Flag of Lancashire | |
Proportion: | 3:5 |
Adoption: | 20 November 2008 |
Design: | A red rose flower on a yellow (gold) field. |
Designer: | Friends of Real Lancashire |
A flag consisting of a red rose on a gold field is currently used to represent the historic county of Lancashire.[1] A red rose is a traditional symbol of Lancashire, and red and yellow are also the livery colours of the county.[2] The flag was designed by the Friends of Real Lancashire, a pressure group which promotes the historic county of Lancashire,[3] and registered with the Flag Institute, a British charity which promotes vexillology,[4] in 2008.
The flag has been flown from public buildings within the historic county on Lancashire Day (27 November), including County Hall in Preston,[5] St Helens Town Hall,[6] and the Ministry for Housing, Communities, and Local Government building in London. It has also been raised on public flagpoles in Littleborough and Milnrow, in the borough of Rochdale.[7]
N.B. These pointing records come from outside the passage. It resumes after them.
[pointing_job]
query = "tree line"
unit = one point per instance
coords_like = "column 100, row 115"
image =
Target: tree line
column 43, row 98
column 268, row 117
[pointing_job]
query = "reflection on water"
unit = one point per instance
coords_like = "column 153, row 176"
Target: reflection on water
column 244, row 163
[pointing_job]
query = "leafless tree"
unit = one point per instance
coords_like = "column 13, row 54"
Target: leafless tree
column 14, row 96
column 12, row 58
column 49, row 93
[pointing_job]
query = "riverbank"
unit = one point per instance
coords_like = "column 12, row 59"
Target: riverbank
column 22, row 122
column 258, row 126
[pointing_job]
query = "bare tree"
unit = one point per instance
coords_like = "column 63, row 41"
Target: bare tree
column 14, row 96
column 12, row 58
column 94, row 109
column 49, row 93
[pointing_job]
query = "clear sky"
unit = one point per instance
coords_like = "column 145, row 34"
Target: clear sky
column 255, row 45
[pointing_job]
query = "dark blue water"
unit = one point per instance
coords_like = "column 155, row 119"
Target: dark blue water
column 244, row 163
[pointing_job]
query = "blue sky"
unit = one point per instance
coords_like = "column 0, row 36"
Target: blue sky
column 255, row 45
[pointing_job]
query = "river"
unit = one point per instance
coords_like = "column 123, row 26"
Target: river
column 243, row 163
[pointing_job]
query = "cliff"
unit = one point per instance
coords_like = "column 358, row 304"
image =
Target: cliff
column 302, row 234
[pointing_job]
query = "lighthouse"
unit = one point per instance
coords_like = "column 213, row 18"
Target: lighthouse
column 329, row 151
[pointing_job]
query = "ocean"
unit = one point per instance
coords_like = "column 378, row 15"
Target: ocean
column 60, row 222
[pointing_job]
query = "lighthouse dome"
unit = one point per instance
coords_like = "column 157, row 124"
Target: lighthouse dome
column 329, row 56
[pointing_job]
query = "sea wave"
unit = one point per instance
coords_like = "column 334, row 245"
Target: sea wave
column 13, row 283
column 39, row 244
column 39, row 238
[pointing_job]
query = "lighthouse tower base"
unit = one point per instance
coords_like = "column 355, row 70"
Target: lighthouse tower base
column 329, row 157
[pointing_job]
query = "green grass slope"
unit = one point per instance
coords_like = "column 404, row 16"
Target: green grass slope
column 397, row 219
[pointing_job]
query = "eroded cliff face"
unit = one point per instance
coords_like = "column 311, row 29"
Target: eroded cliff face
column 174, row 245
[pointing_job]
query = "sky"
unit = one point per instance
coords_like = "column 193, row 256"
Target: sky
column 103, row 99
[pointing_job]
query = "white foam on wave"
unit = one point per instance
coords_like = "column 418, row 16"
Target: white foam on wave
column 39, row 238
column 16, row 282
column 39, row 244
An unofficial Lancashire flag, a red rose on a white field, was never registered. When an attempt was made to register it with the Flag Institute, it was found that this flag had already been registered by the town of Montrose, Angus, several hundred years earlier with the Lyon Office. As the Flag Institute will not register two flags of the same design within the United Kingdom, Lancashire's official flag was registered — in 2008 — as a red rose on a gold field. The background was chosen as it, along with red, are the livery colours of the county.[8]